「九州華僑華人文学芸術家連合会芸術展」に出品しました。

11月1日~6日まで福岡アジア美術館で「九州華僑華人文学芸術家連合会芸術展」が開催されました。

 尖閣問題で日中間の関係がぎくしゃくしたため、先月は各地で日中国交正常化40周年記念に関係する行事が中止されることもあり,この展覧会も開催されるかどうか少し心配していましたがましたが、無事に開催されました。私も大きな作品を2点出品させてもらいました。

動物的作品と植物的作品

  今回出品した2点の作品は墨のみによる作品であるという点では共通していまますが、同時期に制作されたにもかかわらず、与える印象がかなり異なっています。

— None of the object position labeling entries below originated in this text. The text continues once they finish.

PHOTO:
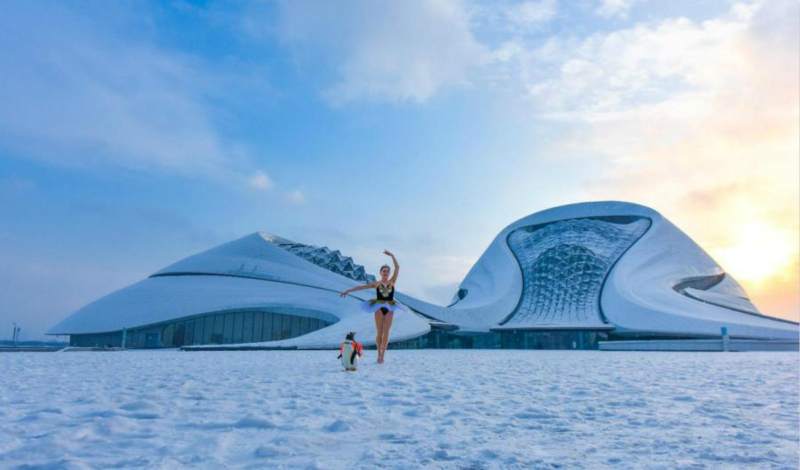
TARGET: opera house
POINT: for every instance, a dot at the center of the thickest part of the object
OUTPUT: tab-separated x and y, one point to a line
563	278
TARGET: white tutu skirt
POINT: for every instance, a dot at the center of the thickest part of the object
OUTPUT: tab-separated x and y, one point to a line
372	305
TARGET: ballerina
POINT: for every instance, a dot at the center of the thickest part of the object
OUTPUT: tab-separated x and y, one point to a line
383	305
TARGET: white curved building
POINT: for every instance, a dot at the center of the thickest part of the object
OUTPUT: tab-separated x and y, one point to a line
561	278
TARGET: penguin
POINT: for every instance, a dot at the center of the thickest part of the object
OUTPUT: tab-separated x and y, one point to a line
350	352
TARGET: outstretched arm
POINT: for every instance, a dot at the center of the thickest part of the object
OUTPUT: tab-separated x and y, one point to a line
396	266
362	287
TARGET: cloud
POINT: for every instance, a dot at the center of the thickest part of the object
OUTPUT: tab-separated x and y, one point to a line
532	14
261	181
615	8
391	52
13	186
697	119
83	92
295	197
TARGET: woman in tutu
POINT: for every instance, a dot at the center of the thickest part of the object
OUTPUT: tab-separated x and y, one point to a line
383	305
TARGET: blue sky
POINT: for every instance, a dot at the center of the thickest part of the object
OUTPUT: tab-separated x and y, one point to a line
133	134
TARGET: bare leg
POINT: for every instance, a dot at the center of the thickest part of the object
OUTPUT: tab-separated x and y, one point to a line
387	324
379	333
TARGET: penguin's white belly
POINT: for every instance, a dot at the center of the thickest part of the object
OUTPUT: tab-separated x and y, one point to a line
349	355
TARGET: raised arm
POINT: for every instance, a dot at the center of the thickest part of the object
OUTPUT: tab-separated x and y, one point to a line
357	288
396	266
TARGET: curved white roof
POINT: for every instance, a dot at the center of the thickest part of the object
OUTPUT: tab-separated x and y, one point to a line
638	292
601	265
251	272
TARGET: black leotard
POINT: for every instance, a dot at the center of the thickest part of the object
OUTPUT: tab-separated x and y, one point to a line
379	293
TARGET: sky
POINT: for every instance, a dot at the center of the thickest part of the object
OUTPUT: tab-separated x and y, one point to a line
136	133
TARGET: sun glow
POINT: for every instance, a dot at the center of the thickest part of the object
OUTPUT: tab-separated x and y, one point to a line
760	251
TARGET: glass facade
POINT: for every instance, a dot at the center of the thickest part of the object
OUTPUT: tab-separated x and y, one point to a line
513	339
228	327
564	264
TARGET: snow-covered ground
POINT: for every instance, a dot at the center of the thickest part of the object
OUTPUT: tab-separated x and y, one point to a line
461	409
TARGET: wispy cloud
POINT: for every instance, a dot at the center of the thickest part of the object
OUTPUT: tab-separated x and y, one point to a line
295	197
698	120
614	8
92	94
261	181
395	52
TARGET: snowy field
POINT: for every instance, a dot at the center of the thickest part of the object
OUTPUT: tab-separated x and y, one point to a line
422	409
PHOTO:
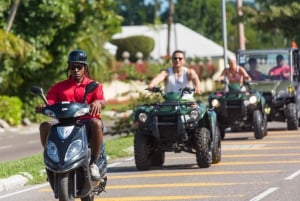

 ひとつは動物的な世界のもの、そしてもうひとつは森のような植物的な世界のものです。静かに深くコケや粘菌が触手を伸ばし、あるいは木の葉が腐葉土に変化していくような時間、まるで時間がとまっているように見えて、はっきりと成長していく森の世界。ともうひとつはスカイダイビングのようにからだが一瞬にして何百メートルも降下ながら、時間がとまったようなあるいは浮遊しているように感じられる、たとえばジェットコースターに乗ったときのような世界です。

 制作時の意識は重力に対してひとつは横に向かい、もうひとつは縦(上下)に向かったことがこれらの違った作品を生み出しました。